Maybe more that anything it’s a documentary camera. A take anywhere camera.


If you want to be really cool, get one of the old ones. A friend still shoots with the original X100 that a friend of hers gave to her. One of the reasons I started watching Sean Tucker’s excellent YouTube channel was that he was shooting street photography with an old X100S. I owned and sold the X100F and it was my favorite camera that I’ve owned so far and I’m stupid for selling it.


But there are a few things new to the X100V that I’d hoped Fujifilm would include:


Weather sealing. At last, for a street camera, although you do need to add a little adapter thingy to seal the lens but that’s fine.


USB-C. A little thing but I can charge it and transfer images with the same cables as my phone uses.


A larger viewfinder. With glasses I struggled with the X-Pro2 viewfinder but managed ok with the X100F. Now the X-Pro3 and X100V have larger viewfinders. For me this makes a huge difference.


A new lens. Actually I thought the old one was fine. It was soft when you focused on a close object but I kinda liked it. Character. Anyway, apparently now it’s sharper. And faster autofocus, although the X100F was really fast enough already for how I shoot.


It also has no d-pad, which I like. It simplifies the design and I’ve no idea what settings people are changing all the time when they say they need all those buttons.


There’s a touch screen now, as with the rest of the Fuji range, but you can turn it off if you like so that’s all good.


The top and bottom plates are now made from aluminum. Is that good? I’ve honestly no idea, but it does make the silver version especially look particularly good.

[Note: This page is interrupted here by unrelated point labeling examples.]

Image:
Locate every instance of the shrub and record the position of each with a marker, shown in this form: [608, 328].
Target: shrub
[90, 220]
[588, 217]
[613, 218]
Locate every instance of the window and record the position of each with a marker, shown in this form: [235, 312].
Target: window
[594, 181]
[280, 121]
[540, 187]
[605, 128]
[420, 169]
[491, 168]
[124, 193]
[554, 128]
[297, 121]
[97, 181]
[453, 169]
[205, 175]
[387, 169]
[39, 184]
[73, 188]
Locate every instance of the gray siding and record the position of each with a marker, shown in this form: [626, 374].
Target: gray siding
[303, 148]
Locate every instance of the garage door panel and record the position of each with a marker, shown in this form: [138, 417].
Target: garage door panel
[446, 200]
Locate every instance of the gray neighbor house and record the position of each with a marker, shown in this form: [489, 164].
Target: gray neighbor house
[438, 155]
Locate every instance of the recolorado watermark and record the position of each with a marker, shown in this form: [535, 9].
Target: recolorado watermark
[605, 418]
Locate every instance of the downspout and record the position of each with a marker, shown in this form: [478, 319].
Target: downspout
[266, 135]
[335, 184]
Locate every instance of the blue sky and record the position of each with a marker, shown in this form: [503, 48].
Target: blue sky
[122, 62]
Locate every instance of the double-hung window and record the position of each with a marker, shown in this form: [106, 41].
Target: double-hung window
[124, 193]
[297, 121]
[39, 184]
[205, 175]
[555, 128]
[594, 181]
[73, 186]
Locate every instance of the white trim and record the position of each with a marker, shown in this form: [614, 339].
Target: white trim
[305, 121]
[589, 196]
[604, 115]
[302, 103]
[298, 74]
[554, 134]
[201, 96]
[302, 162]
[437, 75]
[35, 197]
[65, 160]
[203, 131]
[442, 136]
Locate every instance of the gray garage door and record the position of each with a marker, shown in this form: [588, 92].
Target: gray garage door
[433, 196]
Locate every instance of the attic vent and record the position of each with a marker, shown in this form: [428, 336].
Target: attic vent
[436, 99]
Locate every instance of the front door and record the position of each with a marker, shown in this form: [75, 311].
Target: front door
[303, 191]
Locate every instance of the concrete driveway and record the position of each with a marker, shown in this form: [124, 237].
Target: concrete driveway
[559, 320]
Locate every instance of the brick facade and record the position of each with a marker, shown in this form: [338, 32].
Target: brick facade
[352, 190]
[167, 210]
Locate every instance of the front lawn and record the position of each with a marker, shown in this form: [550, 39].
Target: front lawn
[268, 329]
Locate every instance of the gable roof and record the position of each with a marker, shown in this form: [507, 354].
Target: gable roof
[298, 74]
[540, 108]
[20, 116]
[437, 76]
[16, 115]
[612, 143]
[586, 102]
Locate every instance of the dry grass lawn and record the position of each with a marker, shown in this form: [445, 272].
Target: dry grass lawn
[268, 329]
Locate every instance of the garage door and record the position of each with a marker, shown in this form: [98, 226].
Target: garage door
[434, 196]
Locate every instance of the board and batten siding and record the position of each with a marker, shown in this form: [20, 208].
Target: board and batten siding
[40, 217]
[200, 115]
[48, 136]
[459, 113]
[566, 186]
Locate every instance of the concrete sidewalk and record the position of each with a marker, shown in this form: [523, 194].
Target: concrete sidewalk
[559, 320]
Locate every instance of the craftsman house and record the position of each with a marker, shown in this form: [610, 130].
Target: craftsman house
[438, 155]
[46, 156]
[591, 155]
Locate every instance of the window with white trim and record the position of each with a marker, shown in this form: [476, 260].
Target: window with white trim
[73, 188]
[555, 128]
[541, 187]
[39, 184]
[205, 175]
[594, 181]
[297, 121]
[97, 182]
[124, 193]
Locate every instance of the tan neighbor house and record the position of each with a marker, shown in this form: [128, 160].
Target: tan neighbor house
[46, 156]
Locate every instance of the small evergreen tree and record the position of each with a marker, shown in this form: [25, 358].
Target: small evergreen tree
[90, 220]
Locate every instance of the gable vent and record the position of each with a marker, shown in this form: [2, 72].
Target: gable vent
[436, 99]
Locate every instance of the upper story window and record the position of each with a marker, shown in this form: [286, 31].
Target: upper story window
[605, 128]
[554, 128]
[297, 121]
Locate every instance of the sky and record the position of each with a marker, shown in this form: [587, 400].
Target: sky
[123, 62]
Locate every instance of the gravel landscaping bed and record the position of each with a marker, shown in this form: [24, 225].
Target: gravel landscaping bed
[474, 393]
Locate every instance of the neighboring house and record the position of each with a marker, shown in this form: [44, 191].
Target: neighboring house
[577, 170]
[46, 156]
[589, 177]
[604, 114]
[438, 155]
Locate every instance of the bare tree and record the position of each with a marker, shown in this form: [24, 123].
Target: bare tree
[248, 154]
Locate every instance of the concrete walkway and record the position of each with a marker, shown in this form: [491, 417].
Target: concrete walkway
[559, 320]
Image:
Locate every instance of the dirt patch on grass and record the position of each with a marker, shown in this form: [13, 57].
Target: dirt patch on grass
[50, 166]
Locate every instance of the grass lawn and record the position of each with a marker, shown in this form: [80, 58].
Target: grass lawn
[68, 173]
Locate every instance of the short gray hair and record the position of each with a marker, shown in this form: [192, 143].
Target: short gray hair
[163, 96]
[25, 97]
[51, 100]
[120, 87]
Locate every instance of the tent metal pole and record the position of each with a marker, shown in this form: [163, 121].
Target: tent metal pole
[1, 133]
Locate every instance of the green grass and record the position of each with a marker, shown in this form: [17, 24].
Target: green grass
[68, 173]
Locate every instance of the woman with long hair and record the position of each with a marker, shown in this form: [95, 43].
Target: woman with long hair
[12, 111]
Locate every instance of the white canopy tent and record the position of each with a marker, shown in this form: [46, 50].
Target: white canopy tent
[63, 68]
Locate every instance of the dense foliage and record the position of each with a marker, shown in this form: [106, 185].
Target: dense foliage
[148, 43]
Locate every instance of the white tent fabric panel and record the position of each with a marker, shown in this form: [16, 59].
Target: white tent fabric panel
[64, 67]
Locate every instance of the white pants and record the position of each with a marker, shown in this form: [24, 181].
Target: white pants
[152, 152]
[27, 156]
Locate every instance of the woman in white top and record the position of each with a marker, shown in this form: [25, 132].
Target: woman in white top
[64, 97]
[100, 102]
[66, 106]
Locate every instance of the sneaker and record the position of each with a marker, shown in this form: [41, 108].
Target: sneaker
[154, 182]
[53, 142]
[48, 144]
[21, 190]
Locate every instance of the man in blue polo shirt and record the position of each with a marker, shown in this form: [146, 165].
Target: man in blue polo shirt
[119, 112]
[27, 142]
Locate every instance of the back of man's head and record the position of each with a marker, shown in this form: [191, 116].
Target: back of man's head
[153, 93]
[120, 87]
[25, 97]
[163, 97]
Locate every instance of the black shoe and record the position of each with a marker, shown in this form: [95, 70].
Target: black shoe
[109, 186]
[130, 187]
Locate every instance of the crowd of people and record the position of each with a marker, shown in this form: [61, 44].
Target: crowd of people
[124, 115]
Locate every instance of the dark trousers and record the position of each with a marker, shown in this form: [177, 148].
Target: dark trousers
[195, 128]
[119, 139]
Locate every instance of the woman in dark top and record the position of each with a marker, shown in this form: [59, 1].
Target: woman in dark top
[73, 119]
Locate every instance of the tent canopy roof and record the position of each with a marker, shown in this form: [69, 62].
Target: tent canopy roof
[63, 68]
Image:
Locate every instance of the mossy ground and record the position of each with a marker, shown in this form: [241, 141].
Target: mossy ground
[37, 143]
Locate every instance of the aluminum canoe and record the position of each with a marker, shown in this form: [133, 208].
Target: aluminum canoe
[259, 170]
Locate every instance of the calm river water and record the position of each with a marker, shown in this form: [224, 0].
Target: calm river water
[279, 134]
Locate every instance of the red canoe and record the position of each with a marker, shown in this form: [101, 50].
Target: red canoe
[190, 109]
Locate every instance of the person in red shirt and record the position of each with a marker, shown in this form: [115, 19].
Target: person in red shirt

And 4K video. The first X100 to be really viable as a (limited) video camera.


What’s not so good?

The price has gone up a little, although roughly in line with inflation. $1399 in the US.

And then there’s the tilt screen...

I get it, most photographers will be happy to have a tilt screen. It looks like a good design, fitting flush to the body and adding virtually zero bulk. So don’t use it if you don’t want to. Except I don’t buy that argument. Any feature, every button, every menu options adds complexity, whether you use it or not. A tilting screen adds complexity over a fixed screen. Some cameras should be complex and powerful. Personally I’d rather see the X100 stay simple. Leica-simple. Although maybe the clever hybrid viewfinder means it’s never really been a simple camera, so what do I know. I might end up loving the new screen.


There is one missed opportunity too. You can manually focus the X100 lens but it’s all done electronically. Meaning there’s no direct physical connection and that you can’t preset the focus ring before you turn the camera on and know what will be in focus. Maybe it would have added bulk, but direct physical manual focusing would have been great.


Those aren’t really complaints, just preferences, and my perfect camera probably wouldn’t be the same as yours. The X100V keeps all of the great features of it’s predecessors. The beautiful quiet leaf shutter that allows for fast flash sync. The built-in ND filter. The pretty design and dials and take-anywhere size. The optional wide and tele adaptors.


If you’re a street photographer and haven’t tried the X100, get one. Borrow one. Try it.

If you’re an event or wedding photographer, try one.

If you’re a Fujifilm photographer and thinking about getting a 23mm lens, get an X100 instead.


It doesn’t have to be the V, the X100F should be coming down to relative-bargain prices soon and it’s a great camera.


Some say that with the new lens, the X100V is the largest step forward so far in the X100 series. I don’t know about that, but it does just add those few little extras that make very appealing.